November 29
Mateusz Łełyk, University of Warsaw
Model theoretic characterizations of truth: Part I

This is joint work (still in progress) with Bartosz Wcisło (who will give the second part of the talk). By an axiomatic theory of truth (for the language of arithmetic, $L$) we mean a theory in L enriched with a fresh unary predicate $T(x)$ which (extends the elementary arithmetic EA and) proves all sentences of the form ($\phi$ being a sentence in L) $T(\phi)\equiv \phi.$

The collection of all sentence of the above form is normally called $TB^-$. It is well known that axiomatic theories of truth have a number of interesting model-theoretic consequences. For example, already relatively weak theories of truth impose recursive saturation, in the sense that the L-reduct of any model of such theory is recursively saturated. To give another example, already $TB^-$ imposes elementary equivalence of models, in the sense that whenever $(M,T)\models TB^-$, $(M',T')\models TB^-$, and $(M,T)\subset (M', T)$ (the first model is a submodel of the second one), then actually $M$ and $M'$ are elementarily equivalent. During (both parts) of the talk we investigate which of these properties actually characterize the respective truth theory up to definability.

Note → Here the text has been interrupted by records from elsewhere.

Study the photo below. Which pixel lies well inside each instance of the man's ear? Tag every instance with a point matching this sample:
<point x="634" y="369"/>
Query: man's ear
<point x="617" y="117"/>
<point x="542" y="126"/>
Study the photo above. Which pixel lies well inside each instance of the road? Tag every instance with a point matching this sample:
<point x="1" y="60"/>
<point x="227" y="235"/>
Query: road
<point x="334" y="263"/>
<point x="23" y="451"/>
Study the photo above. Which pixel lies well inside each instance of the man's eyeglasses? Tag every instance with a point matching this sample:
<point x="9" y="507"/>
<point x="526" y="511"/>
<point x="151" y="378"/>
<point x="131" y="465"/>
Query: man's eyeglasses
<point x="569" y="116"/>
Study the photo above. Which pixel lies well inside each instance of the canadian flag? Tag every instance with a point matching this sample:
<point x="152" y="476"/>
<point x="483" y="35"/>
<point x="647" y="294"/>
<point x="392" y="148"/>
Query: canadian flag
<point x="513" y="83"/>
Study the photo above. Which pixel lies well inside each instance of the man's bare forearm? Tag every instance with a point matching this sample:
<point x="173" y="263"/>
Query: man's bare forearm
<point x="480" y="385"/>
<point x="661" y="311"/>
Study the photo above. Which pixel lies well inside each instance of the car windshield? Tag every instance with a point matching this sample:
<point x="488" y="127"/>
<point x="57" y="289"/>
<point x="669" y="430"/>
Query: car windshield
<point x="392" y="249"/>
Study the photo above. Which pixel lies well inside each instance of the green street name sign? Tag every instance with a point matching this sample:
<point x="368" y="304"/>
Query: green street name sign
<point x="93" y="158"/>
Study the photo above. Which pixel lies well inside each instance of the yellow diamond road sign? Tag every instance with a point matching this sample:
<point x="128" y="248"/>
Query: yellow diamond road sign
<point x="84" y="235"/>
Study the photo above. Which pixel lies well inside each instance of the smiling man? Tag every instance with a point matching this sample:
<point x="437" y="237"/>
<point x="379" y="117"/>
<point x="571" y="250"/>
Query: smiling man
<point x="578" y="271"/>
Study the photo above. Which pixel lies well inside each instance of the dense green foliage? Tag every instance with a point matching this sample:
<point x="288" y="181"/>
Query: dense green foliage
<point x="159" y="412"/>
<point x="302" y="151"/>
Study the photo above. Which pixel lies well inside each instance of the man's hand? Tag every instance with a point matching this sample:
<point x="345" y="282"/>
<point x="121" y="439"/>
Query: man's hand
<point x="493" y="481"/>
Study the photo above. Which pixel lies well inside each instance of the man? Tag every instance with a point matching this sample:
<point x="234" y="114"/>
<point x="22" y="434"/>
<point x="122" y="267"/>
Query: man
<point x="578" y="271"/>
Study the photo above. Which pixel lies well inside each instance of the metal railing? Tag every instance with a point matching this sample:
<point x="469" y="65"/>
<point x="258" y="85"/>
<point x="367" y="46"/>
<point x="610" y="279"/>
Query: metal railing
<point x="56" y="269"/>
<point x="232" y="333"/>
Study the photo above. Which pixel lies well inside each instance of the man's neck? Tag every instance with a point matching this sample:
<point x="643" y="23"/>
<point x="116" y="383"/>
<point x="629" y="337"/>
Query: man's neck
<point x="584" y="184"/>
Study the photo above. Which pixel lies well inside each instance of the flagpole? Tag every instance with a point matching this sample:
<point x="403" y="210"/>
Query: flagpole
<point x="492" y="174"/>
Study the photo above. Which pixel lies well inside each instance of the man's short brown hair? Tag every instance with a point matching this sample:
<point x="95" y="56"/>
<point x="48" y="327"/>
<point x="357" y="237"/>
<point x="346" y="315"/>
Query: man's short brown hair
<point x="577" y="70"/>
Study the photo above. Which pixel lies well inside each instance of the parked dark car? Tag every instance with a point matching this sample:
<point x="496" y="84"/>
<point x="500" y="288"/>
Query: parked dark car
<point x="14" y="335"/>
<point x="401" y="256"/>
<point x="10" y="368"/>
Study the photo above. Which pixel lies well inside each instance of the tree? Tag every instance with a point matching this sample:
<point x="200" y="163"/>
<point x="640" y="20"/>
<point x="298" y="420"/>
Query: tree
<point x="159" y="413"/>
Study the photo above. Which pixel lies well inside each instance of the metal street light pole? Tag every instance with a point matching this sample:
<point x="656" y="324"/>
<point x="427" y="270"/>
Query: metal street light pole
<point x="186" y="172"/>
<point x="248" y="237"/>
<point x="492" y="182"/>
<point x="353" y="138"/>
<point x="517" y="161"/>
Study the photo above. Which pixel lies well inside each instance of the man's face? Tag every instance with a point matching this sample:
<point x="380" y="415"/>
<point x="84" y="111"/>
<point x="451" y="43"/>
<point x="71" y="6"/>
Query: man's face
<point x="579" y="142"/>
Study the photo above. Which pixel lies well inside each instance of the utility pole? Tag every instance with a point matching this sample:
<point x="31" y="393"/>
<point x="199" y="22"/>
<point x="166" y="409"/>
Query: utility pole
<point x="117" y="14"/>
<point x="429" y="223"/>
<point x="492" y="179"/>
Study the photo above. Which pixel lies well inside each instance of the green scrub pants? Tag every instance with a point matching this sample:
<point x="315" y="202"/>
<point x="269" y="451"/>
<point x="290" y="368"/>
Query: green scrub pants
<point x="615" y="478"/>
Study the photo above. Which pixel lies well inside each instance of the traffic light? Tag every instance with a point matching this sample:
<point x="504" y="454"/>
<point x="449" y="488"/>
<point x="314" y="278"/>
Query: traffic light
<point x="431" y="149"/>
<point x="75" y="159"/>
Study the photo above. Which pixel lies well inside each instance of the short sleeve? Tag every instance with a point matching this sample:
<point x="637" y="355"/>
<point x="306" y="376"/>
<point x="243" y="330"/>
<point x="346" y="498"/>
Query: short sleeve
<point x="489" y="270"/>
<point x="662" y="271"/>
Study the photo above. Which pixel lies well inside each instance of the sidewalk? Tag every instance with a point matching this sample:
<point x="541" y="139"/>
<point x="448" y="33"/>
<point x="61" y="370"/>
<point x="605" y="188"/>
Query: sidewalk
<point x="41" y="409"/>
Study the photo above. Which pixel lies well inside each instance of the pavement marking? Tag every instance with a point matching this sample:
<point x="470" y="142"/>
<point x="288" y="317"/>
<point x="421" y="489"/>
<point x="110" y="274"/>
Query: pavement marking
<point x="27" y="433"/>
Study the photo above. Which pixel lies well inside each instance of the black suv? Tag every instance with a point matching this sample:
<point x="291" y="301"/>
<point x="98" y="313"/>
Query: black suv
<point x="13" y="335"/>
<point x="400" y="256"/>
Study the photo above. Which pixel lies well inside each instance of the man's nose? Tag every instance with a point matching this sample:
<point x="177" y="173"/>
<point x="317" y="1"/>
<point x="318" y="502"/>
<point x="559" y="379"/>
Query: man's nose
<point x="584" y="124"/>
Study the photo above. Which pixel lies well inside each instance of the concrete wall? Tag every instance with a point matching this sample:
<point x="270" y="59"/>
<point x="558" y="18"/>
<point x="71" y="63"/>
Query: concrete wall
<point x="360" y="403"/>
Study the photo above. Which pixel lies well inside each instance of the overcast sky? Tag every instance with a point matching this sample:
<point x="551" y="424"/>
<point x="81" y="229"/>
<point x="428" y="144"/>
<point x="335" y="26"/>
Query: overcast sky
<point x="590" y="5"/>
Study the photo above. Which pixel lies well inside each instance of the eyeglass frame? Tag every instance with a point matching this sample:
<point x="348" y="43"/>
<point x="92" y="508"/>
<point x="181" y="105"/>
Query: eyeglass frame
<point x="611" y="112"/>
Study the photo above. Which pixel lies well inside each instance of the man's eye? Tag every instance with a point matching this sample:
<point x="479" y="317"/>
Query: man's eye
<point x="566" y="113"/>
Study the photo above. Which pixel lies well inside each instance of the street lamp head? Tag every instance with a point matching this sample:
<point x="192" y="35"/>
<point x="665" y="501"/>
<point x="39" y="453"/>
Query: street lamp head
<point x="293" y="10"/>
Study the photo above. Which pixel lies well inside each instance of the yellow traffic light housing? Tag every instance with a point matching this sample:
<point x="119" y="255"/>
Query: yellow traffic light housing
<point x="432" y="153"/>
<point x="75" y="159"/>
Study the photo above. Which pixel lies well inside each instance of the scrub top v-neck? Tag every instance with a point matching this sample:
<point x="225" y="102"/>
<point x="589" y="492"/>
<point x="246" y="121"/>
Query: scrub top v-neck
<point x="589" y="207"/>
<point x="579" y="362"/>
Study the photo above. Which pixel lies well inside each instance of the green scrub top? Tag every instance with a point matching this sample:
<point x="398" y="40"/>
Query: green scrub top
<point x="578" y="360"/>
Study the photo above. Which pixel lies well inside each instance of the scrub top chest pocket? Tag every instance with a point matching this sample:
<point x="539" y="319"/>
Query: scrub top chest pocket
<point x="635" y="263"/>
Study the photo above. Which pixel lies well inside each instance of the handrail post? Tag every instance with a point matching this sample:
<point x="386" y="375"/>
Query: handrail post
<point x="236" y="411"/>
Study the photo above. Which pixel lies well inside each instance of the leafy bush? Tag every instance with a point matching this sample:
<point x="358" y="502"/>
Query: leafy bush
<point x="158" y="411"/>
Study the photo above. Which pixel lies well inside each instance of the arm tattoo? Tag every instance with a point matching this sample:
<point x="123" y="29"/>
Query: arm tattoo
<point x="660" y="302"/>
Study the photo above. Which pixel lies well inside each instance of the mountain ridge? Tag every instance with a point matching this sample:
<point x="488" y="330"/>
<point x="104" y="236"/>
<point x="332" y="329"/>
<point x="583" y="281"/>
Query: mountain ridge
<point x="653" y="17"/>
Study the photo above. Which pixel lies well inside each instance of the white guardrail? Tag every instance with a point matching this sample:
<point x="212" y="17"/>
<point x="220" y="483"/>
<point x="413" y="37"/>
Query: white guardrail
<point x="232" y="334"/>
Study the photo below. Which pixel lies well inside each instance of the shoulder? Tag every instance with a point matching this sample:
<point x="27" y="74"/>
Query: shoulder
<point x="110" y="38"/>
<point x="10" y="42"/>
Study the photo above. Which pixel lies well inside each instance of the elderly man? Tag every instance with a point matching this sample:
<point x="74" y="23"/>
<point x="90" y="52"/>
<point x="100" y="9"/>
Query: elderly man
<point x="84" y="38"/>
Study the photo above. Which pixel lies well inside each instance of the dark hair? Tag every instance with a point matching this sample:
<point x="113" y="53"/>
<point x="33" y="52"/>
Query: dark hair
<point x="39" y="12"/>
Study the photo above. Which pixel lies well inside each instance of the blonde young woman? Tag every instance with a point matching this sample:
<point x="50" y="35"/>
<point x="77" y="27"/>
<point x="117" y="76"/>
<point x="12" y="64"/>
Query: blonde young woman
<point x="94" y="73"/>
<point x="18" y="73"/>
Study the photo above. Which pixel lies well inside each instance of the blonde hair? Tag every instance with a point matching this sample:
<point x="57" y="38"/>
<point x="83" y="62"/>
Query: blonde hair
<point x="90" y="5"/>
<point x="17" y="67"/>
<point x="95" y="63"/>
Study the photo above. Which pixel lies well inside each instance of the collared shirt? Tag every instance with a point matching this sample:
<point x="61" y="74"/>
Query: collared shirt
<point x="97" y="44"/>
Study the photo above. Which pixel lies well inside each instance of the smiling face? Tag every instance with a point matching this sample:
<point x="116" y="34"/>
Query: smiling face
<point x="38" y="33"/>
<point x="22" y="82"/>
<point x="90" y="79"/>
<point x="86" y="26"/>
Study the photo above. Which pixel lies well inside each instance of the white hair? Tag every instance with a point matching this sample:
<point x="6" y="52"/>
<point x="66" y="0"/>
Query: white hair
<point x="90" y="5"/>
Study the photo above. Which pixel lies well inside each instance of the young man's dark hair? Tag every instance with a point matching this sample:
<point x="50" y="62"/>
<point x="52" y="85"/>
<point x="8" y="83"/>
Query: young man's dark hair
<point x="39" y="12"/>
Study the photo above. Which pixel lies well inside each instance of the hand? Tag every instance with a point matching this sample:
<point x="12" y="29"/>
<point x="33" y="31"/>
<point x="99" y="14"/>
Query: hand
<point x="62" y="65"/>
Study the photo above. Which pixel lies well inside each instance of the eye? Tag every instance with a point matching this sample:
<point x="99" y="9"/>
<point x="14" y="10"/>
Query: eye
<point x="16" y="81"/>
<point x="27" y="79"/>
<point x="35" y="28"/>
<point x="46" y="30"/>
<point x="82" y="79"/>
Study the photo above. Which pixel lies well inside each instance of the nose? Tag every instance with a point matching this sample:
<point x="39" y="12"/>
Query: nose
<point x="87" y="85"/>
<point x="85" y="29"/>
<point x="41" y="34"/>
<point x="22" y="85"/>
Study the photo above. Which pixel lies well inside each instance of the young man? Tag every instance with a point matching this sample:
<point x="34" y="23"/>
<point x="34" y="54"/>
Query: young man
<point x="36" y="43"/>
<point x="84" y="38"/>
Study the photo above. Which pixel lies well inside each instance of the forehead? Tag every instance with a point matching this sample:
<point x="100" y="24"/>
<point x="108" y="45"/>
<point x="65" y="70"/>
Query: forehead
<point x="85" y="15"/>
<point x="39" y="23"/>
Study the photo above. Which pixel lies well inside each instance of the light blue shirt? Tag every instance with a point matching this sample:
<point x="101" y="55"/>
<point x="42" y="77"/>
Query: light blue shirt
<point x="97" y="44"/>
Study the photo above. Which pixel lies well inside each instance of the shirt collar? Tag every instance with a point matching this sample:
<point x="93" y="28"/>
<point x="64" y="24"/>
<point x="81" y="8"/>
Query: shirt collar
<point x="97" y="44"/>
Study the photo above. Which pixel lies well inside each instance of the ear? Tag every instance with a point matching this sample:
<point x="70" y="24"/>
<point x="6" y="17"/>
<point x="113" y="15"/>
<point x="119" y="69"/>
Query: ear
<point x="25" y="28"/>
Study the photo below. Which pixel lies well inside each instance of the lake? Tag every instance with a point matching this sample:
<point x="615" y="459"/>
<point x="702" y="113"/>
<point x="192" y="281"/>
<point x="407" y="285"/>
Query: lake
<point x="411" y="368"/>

In particular, in the first part of the talk, we prove the following results (we restrict ourselves to theories in a finite language and extending EA):

  1. Every theory which imposes elementary equivalence defines $TB^-$.
  2. Every theory which imposes full elementarity defines $UTB^-$.

Additionally, we take a look at the definability relations between axiomatic truth theories and axiomatic theories of definability or skolem functions.